The exhibition includes work by Vanessa Albury, Blanka Amezkua, Lee Boroson, Dahlia Elsayed, Mark Joshua Epstein, Rico Gatson, DeWitt Godfrey, Joshua Goode, Valerie Hegarty, Wennie Huang, Beth Krebs, Sadie Laska, Niki Lederer, Wendy Letven, LoVid, Mary Mattingly, Joiri Minaya, Sui Park, Shuli Sade, David Shaw, Jean Shin, Glen Wilson, Letha Wilson, and Woolpunk.
This exhibition is presented by the Riverside Park Conservancy.
Luciano Garbati, Medusa With The Head of Perseus
October 13, 2020 to August 31, 2021
Collect Pond Park, Manhattan
Map/Directions (in Google Maps)
Please note: This is a past exhibit that is no longer installed in the park.

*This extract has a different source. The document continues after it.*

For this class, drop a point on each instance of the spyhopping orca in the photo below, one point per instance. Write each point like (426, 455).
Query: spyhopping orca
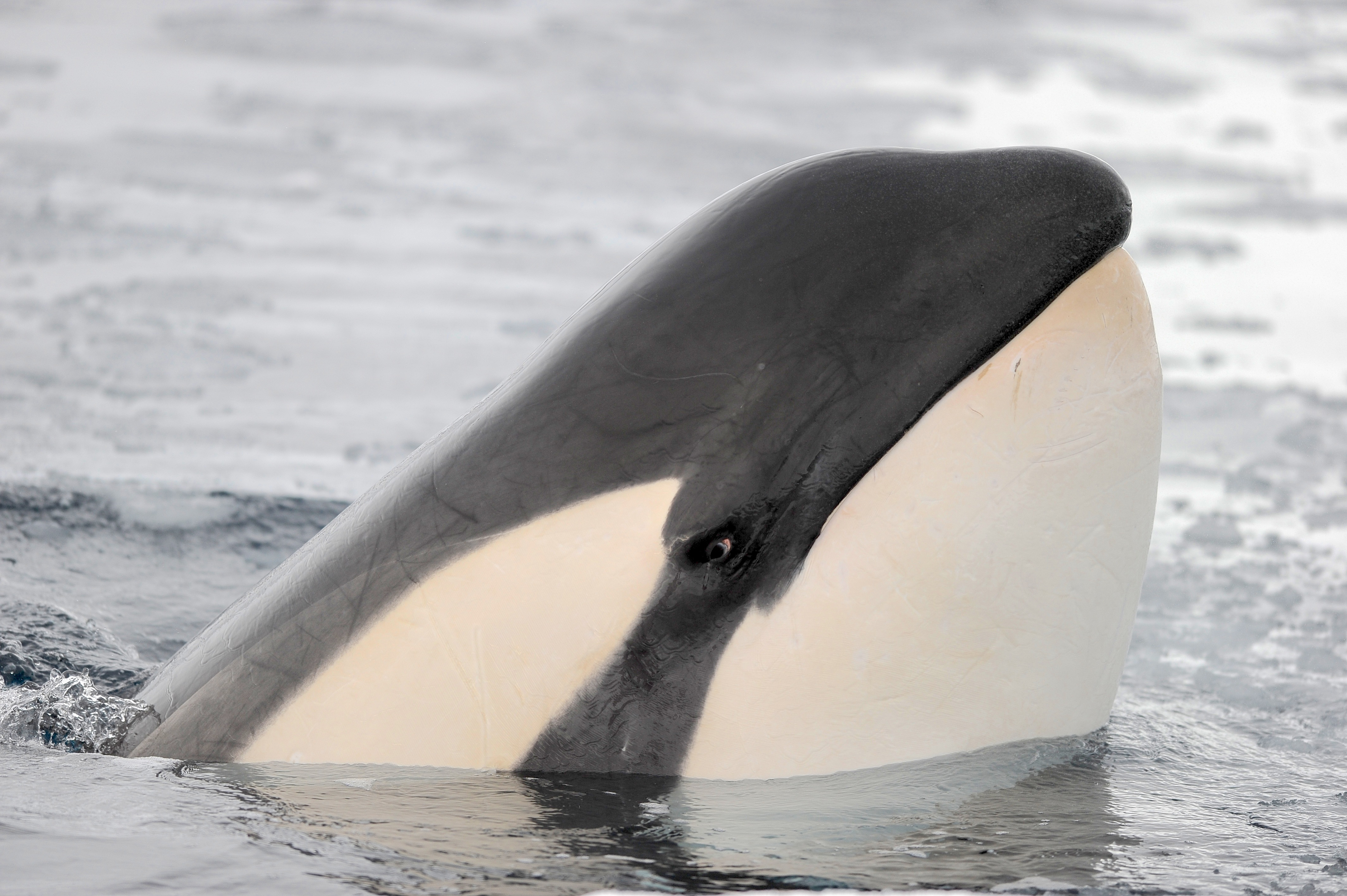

Medusa With The Head of Perseus is a seven-foot bronze sculpture that inverts the narrative of Medusa, portraying her in a moment of somberly empowered self-defense. In Ovid’s Metamorphosis, Medusa was a maiden in the temple of Athena, who was stalked and raped by Poseidon. Athena, in a rage, banishes and curses Medusa with a monstrous head of snakes and a gaze which turns men to stone. Medusa is herself blamed and punished for the crime of which she was the victim; she is cast away as a monster and then with the cruel assistance of Athena and Poseidon, eventually is hunted-down and beheaded by the epic hero Perseus, who displays her head as a trophy on his shield. Garbati’s sculpture speaks directly to the 16th Century Florentine bronze masterpiece Perseus with the Head of Medusa by Benvenuto Cellini (1545-1554). Through this work, Garbati asks “how can a triumph be possible if you are defeating a victim?”
This exhibition is presented by MWTH Project.